The problem with the latter approach is that there are different
equally valid choices for how to constrain the relationships (the
weak/strong dichotomy you suggest is certainly a very reasonable one).
Reaching agreement on the constraints is very hard, since if your system
was not implemented with those constraints in mind, they do you no good
(and in fact, are probably even harder to implement than the general
form).

For example, the Unix file system also has weak and strong bindings
(symbolic and hard links).  It provides for efficient deletion, but it
made some different choices from the ones you picked.  In particular,
it chose to leave the weak bindings (symbolic links) dangling when the
last strong binding was deleted, and to only have the strong bindings
(hard links) track resource movement.

Trying to simulate in the Unix file system the weak/strong behavior
you describe would be prohibitively expensive.  So although it may be
painful to only support one type of bindings, I believe it has the
advantage that it is simpler to define and "fairer" across the various
existing implementations.

   If you wait to do garbage collection asynchronously, searches that do not
   traverse the hierarchical namespace but that use other indexes (like keyword
   searches, for example) will find things that the user has deleted.

WebDAV only supports searches that traverse the hierarchical namespace,
so although I understand your point, it does not apply to WebDAV as it
is currently defined.  Once the "V" (versioning) is added to WebDAV,
queries across the entire resource space will probably be rare in any case.

   Also,
   deferring the garbage collection associated with the unlink breaks the
   transactional guarantee when people COMMIT their work.

There is no COMMIT functionality in WebDAV, so this would not be an issue.

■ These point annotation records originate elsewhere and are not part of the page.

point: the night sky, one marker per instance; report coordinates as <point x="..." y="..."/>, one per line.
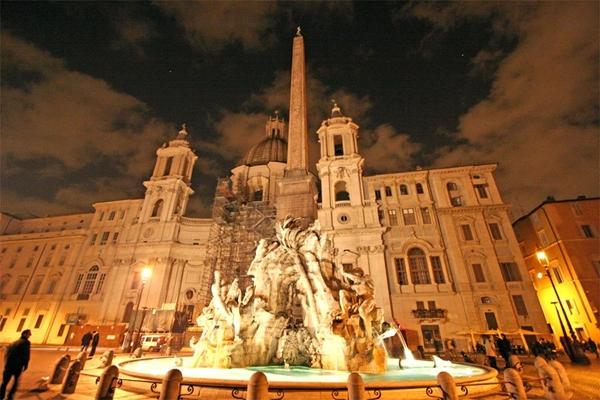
<point x="91" y="89"/>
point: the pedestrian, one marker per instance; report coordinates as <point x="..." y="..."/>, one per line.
<point x="85" y="341"/>
<point x="95" y="340"/>
<point x="504" y="347"/>
<point x="16" y="360"/>
<point x="593" y="347"/>
<point x="490" y="352"/>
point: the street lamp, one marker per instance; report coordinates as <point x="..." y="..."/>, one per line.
<point x="145" y="276"/>
<point x="571" y="345"/>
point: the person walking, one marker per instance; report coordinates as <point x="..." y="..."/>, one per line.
<point x="504" y="347"/>
<point x="593" y="347"/>
<point x="16" y="360"/>
<point x="85" y="341"/>
<point x="95" y="340"/>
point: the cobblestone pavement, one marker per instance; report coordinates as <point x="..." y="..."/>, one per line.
<point x="585" y="379"/>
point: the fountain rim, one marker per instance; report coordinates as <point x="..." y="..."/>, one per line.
<point x="490" y="374"/>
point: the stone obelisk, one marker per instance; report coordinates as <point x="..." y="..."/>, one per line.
<point x="297" y="195"/>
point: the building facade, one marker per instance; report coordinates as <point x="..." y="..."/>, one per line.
<point x="568" y="233"/>
<point x="438" y="243"/>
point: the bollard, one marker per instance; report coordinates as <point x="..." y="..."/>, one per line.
<point x="171" y="385"/>
<point x="553" y="388"/>
<point x="82" y="358"/>
<point x="137" y="353"/>
<point x="258" y="387"/>
<point x="106" y="359"/>
<point x="448" y="386"/>
<point x="516" y="363"/>
<point x="356" y="387"/>
<point x="107" y="382"/>
<point x="60" y="368"/>
<point x="514" y="384"/>
<point x="70" y="382"/>
<point x="562" y="374"/>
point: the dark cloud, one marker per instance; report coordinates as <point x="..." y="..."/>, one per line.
<point x="539" y="120"/>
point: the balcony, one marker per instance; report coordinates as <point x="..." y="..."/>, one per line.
<point x="424" y="313"/>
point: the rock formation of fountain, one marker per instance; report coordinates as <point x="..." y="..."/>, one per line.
<point x="302" y="309"/>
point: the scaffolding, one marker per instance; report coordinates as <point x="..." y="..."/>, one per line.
<point x="238" y="225"/>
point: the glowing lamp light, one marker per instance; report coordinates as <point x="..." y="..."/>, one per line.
<point x="542" y="258"/>
<point x="540" y="275"/>
<point x="146" y="274"/>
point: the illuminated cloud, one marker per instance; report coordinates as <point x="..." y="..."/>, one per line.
<point x="212" y="24"/>
<point x="539" y="120"/>
<point x="85" y="142"/>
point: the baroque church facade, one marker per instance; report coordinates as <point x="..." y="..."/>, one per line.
<point x="438" y="243"/>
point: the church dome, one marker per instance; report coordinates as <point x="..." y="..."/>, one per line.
<point x="270" y="149"/>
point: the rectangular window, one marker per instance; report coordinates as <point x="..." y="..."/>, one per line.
<point x="401" y="271"/>
<point x="18" y="286"/>
<point x="495" y="231"/>
<point x="100" y="283"/>
<point x="543" y="238"/>
<point x="478" y="273"/>
<point x="510" y="272"/>
<point x="491" y="320"/>
<point x="104" y="238"/>
<point x="557" y="274"/>
<point x="426" y="215"/>
<point x="78" y="283"/>
<point x="467" y="233"/>
<point x="587" y="231"/>
<point x="438" y="273"/>
<point x="481" y="191"/>
<point x="35" y="287"/>
<point x="393" y="217"/>
<point x="408" y="214"/>
<point x="519" y="304"/>
<point x="576" y="209"/>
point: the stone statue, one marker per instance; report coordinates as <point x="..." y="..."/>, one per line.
<point x="301" y="309"/>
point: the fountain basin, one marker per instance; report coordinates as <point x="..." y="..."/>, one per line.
<point x="306" y="383"/>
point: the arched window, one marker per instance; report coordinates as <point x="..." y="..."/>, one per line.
<point x="90" y="280"/>
<point x="341" y="194"/>
<point x="417" y="263"/>
<point x="157" y="209"/>
<point x="127" y="312"/>
<point x="454" y="194"/>
<point x="257" y="195"/>
<point x="168" y="165"/>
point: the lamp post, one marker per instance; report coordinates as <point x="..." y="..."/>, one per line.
<point x="145" y="276"/>
<point x="570" y="344"/>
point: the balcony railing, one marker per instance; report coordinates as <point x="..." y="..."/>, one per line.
<point x="429" y="314"/>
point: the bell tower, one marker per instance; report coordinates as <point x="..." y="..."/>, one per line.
<point x="340" y="167"/>
<point x="168" y="189"/>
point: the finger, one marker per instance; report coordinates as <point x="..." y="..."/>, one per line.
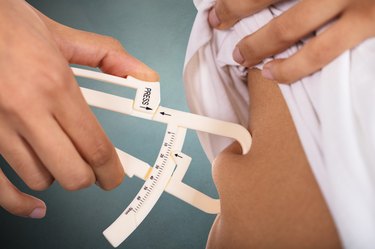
<point x="18" y="203"/>
<point x="94" y="50"/>
<point x="57" y="152"/>
<point x="23" y="160"/>
<point x="286" y="30"/>
<point x="83" y="129"/>
<point x="226" y="13"/>
<point x="318" y="52"/>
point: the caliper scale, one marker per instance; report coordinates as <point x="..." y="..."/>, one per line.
<point x="171" y="164"/>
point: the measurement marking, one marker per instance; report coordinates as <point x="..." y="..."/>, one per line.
<point x="156" y="176"/>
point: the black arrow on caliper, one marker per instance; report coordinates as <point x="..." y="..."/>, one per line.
<point x="165" y="114"/>
<point x="177" y="155"/>
<point x="147" y="108"/>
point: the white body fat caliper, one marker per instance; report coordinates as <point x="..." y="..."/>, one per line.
<point x="171" y="164"/>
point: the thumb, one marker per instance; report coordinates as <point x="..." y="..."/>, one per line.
<point x="94" y="50"/>
<point x="18" y="203"/>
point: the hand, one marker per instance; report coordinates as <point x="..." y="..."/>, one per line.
<point x="47" y="130"/>
<point x="355" y="22"/>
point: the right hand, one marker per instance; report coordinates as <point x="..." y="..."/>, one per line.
<point x="47" y="130"/>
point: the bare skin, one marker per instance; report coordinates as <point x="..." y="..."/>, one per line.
<point x="269" y="197"/>
<point x="47" y="131"/>
<point x="354" y="23"/>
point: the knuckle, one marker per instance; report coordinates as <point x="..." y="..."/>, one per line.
<point x="54" y="83"/>
<point x="102" y="155"/>
<point x="281" y="31"/>
<point x="18" y="208"/>
<point x="113" y="43"/>
<point x="80" y="181"/>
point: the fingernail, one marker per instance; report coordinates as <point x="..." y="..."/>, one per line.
<point x="237" y="56"/>
<point x="38" y="213"/>
<point x="213" y="19"/>
<point x="267" y="73"/>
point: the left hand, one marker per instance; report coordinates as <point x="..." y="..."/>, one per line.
<point x="355" y="22"/>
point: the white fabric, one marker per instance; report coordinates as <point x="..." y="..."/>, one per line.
<point x="333" y="111"/>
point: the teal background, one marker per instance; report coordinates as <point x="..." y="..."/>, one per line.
<point x="157" y="32"/>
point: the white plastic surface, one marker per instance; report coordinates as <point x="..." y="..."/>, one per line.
<point x="171" y="164"/>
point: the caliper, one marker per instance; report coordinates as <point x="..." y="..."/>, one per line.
<point x="171" y="164"/>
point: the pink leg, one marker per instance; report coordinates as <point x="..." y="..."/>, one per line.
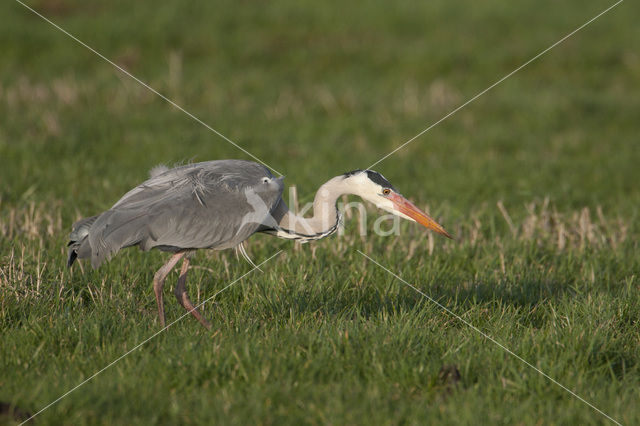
<point x="158" y="283"/>
<point x="183" y="298"/>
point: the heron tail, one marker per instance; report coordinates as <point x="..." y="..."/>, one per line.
<point x="78" y="243"/>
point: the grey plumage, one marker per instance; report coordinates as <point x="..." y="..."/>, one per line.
<point x="201" y="205"/>
<point x="218" y="205"/>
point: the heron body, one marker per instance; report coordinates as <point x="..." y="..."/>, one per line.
<point x="218" y="205"/>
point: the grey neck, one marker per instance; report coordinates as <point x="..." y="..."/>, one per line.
<point x="325" y="217"/>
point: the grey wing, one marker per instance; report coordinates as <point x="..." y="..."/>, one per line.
<point x="215" y="204"/>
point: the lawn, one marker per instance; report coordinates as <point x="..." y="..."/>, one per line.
<point x="537" y="180"/>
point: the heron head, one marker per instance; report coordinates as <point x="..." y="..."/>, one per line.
<point x="373" y="187"/>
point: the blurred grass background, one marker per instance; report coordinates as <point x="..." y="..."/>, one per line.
<point x="317" y="89"/>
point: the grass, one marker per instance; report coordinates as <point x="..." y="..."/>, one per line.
<point x="537" y="179"/>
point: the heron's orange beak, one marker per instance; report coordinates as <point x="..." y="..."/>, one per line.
<point x="407" y="208"/>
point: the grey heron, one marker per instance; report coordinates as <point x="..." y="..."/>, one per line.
<point x="218" y="205"/>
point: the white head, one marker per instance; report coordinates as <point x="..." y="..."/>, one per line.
<point x="373" y="187"/>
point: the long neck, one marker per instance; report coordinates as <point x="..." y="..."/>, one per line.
<point x="325" y="214"/>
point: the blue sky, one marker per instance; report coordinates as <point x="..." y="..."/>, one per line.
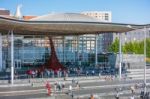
<point x="124" y="11"/>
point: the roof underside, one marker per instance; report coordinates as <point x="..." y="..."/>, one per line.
<point x="62" y="27"/>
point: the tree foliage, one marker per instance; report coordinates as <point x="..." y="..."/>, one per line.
<point x="136" y="47"/>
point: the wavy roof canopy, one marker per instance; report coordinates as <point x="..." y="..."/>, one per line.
<point x="63" y="24"/>
<point x="65" y="17"/>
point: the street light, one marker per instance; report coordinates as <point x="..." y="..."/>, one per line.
<point x="145" y="59"/>
<point x="145" y="30"/>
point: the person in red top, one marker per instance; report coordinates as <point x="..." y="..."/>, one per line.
<point x="48" y="87"/>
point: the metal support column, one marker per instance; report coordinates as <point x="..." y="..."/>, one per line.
<point x="120" y="56"/>
<point x="96" y="49"/>
<point x="78" y="50"/>
<point x="12" y="58"/>
<point x="63" y="49"/>
<point x="1" y="52"/>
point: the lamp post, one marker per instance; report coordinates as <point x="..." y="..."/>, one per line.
<point x="120" y="57"/>
<point x="145" y="59"/>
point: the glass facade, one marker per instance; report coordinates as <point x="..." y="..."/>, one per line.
<point x="34" y="50"/>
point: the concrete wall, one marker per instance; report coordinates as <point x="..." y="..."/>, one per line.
<point x="129" y="61"/>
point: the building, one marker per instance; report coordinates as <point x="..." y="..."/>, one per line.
<point x="23" y="43"/>
<point x="104" y="40"/>
<point x="103" y="16"/>
<point x="4" y="12"/>
<point x="135" y="35"/>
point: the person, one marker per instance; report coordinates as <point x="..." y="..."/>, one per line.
<point x="48" y="87"/>
<point x="99" y="74"/>
<point x="132" y="89"/>
<point x="132" y="97"/>
<point x="70" y="88"/>
<point x="92" y="96"/>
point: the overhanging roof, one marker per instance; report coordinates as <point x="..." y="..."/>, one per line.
<point x="63" y="27"/>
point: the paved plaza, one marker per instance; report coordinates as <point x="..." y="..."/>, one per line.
<point x="100" y="88"/>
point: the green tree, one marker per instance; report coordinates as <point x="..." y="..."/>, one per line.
<point x="136" y="47"/>
<point x="114" y="47"/>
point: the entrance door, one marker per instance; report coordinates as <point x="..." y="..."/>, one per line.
<point x="18" y="64"/>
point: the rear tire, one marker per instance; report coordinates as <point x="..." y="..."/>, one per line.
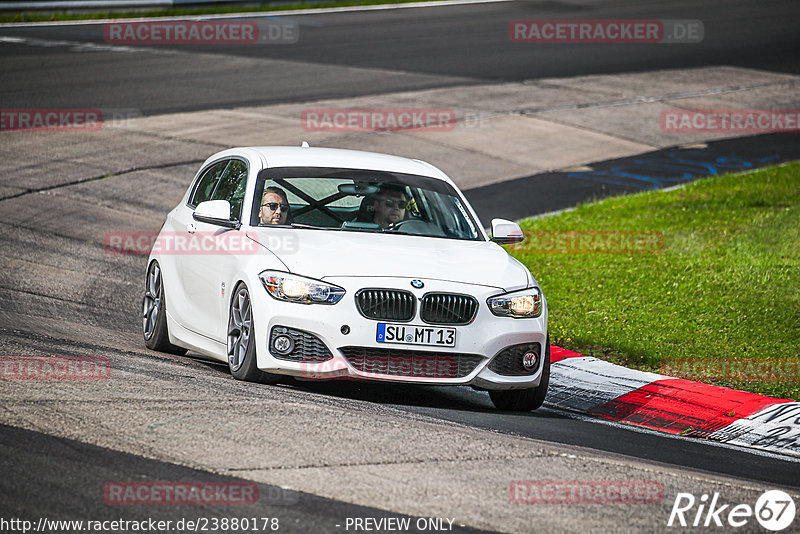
<point x="242" y="341"/>
<point x="154" y="314"/>
<point x="524" y="400"/>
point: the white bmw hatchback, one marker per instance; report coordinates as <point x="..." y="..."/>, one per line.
<point x="323" y="263"/>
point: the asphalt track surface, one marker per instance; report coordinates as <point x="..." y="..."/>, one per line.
<point x="418" y="48"/>
<point x="413" y="48"/>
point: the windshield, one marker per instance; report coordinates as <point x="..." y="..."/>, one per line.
<point x="361" y="201"/>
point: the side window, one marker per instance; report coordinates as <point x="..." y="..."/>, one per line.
<point x="231" y="187"/>
<point x="205" y="185"/>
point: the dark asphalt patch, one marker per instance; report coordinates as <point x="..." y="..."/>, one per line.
<point x="71" y="477"/>
<point x="551" y="191"/>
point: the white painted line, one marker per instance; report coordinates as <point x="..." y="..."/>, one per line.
<point x="644" y="430"/>
<point x="584" y="383"/>
<point x="775" y="428"/>
<point x="262" y="14"/>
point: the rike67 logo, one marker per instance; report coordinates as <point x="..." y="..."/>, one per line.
<point x="774" y="510"/>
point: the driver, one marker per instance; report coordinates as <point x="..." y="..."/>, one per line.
<point x="274" y="206"/>
<point x="390" y="206"/>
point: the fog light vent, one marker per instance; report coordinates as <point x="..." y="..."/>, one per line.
<point x="297" y="346"/>
<point x="517" y="360"/>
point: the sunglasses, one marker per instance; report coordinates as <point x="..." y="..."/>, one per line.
<point x="274" y="206"/>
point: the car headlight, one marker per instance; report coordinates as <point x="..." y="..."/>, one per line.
<point x="526" y="303"/>
<point x="293" y="288"/>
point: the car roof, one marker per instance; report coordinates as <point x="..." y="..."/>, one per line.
<point x="294" y="156"/>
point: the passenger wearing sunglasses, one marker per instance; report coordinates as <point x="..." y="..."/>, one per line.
<point x="274" y="206"/>
<point x="390" y="206"/>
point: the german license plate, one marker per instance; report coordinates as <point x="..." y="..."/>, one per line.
<point x="416" y="335"/>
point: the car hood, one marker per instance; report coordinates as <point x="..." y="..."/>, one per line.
<point x="327" y="254"/>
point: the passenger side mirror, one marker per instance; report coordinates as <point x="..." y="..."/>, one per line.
<point x="217" y="212"/>
<point x="506" y="232"/>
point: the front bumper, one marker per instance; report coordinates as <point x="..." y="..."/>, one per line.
<point x="343" y="341"/>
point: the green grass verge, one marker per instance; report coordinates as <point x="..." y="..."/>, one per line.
<point x="33" y="16"/>
<point x="716" y="300"/>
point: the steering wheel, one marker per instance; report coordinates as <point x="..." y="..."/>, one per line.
<point x="398" y="224"/>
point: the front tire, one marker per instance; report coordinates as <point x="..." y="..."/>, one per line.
<point x="154" y="314"/>
<point x="242" y="341"/>
<point x="524" y="400"/>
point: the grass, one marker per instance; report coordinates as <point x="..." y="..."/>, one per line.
<point x="32" y="16"/>
<point x="718" y="300"/>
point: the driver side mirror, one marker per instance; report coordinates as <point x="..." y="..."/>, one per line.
<point x="506" y="232"/>
<point x="216" y="212"/>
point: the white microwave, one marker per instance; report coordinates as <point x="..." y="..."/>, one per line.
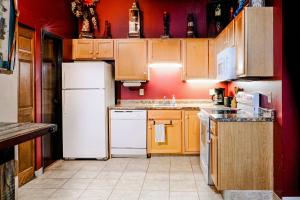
<point x="226" y="64"/>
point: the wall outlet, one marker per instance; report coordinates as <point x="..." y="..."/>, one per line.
<point x="141" y="92"/>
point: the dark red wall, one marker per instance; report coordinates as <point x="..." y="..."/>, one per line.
<point x="53" y="16"/>
<point x="282" y="86"/>
<point x="162" y="82"/>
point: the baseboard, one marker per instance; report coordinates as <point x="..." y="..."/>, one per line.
<point x="39" y="172"/>
<point x="275" y="197"/>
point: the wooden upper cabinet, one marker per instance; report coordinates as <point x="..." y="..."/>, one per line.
<point x="104" y="49"/>
<point x="164" y="51"/>
<point x="212" y="59"/>
<point x="254" y="42"/>
<point x="195" y="56"/>
<point x="191" y="132"/>
<point x="91" y="49"/>
<point x="131" y="59"/>
<point x="83" y="49"/>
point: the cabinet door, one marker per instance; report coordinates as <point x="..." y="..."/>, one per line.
<point x="214" y="158"/>
<point x="240" y="43"/>
<point x="83" y="49"/>
<point x="131" y="59"/>
<point x="192" y="132"/>
<point x="172" y="143"/>
<point x="212" y="61"/>
<point x="196" y="59"/>
<point x="165" y="51"/>
<point x="230" y="34"/>
<point x="104" y="49"/>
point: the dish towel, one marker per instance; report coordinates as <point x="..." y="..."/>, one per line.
<point x="160" y="134"/>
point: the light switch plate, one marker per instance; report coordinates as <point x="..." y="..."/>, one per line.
<point x="141" y="92"/>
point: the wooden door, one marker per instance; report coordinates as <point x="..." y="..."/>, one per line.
<point x="104" y="49"/>
<point x="83" y="49"/>
<point x="192" y="132"/>
<point x="212" y="61"/>
<point x="26" y="152"/>
<point x="165" y="51"/>
<point x="196" y="59"/>
<point x="214" y="158"/>
<point x="172" y="143"/>
<point x="230" y="34"/>
<point x="131" y="59"/>
<point x="240" y="43"/>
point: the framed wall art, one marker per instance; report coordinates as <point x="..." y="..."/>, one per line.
<point x="8" y="18"/>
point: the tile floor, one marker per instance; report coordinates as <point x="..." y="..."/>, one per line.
<point x="158" y="178"/>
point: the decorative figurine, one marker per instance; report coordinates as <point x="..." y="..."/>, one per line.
<point x="85" y="10"/>
<point x="166" y="19"/>
<point x="134" y="21"/>
<point x="190" y="26"/>
<point x="107" y="30"/>
<point x="257" y="3"/>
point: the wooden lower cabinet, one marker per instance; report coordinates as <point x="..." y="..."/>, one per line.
<point x="172" y="120"/>
<point x="191" y="132"/>
<point x="241" y="155"/>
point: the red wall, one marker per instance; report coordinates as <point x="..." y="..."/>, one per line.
<point x="162" y="82"/>
<point x="286" y="128"/>
<point x="166" y="82"/>
<point x="55" y="17"/>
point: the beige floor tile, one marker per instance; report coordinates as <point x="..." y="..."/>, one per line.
<point x="57" y="173"/>
<point x="156" y="185"/>
<point x="65" y="194"/>
<point x="184" y="196"/>
<point x="77" y="183"/>
<point x="95" y="195"/>
<point x="183" y="186"/>
<point x="86" y="174"/>
<point x="35" y="193"/>
<point x="124" y="195"/>
<point x="181" y="176"/>
<point x="99" y="184"/>
<point x="130" y="185"/>
<point x="133" y="175"/>
<point x="45" y="183"/>
<point x="163" y="176"/>
<point x="109" y="175"/>
<point x="154" y="195"/>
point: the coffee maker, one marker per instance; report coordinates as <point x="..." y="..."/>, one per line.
<point x="218" y="96"/>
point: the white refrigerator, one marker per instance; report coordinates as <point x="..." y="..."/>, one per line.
<point x="87" y="91"/>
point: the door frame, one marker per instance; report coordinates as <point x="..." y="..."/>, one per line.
<point x="44" y="34"/>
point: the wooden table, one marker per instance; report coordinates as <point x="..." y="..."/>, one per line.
<point x="15" y="133"/>
<point x="12" y="134"/>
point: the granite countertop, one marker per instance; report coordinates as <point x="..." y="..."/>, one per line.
<point x="158" y="105"/>
<point x="15" y="133"/>
<point x="265" y="115"/>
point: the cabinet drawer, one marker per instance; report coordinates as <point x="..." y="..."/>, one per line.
<point x="164" y="114"/>
<point x="213" y="127"/>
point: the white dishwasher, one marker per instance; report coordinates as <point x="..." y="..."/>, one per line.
<point x="128" y="133"/>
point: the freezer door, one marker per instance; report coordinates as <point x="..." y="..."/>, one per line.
<point x="84" y="124"/>
<point x="83" y="75"/>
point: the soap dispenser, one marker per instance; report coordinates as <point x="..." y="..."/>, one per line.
<point x="173" y="100"/>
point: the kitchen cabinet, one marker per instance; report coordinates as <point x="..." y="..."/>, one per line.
<point x="254" y="42"/>
<point x="172" y="120"/>
<point x="92" y="49"/>
<point x="191" y="132"/>
<point x="195" y="59"/>
<point x="165" y="51"/>
<point x="131" y="61"/>
<point x="212" y="61"/>
<point x="240" y="158"/>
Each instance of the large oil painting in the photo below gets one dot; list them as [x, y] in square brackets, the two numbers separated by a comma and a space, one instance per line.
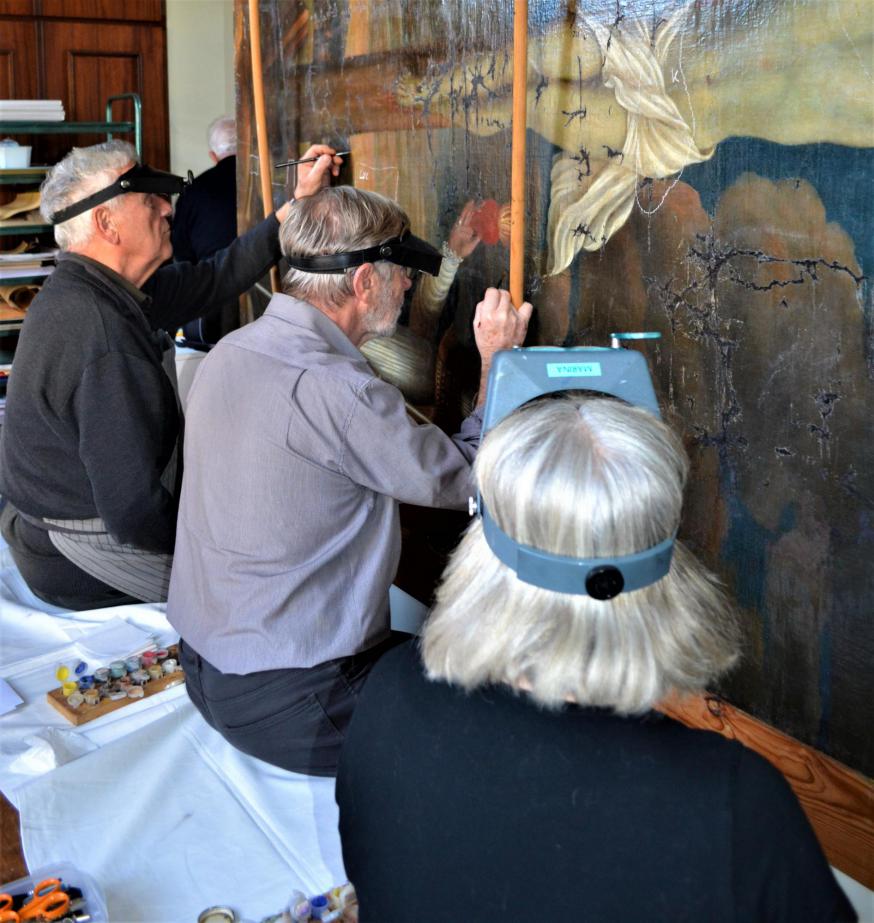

   I can give you a perfectly good set of answers about how to deal with weak
   links.  Oracle built a system that implements weak links and forbids cycles as
   part of the Internet Filesystem product.  My responses to your issues are
   included below, marked with <es> </es>.

The set of answers you provide for the Internet Filesystem product
appear both consistent and very sensible, especially in the context of
an underlying relational database implementation for the WebDAV store.

Just one comment on the locking issue:

   <es> locking a URL locks the namespace, not the resource.

I assume this only applies to weak bindings (i.e. there must be some
way to lock the resource itself, so I assume that is done through a
strong binding?).

   While you have
   locked the URL containing a weak binding, nobody else can use that set of names
   in their respective collections.

This sounds very different from WebDAV locks, which prevents
unauthorized clients from modifying a resource, not from using it.
Or by "use", did you mean "modify"?

By "set of names", did you mean for example the set of names:
{"/a/b/c", "/a/b", "/a"} that are relevant for a binding named "/a/b/c"?

   The resource the locked URL points to may actually be deleted while
   the URL to it is locked.   In this case the resource
   is deleted when the lock is released.  (Think of the lock like an open file
   descriptor, or in database terms, a snapshot in a read-only transaction that
   was started when the lock was acquired).  This has the same effect as if
   someone deleted that resource the instant the lock was released.
   </es>

This could be hard for a server implement if it didn't have underlying
transaction support.

Cheers,
Geoff
Received on Tuesday, 7 December 1999 17:26:18 UTC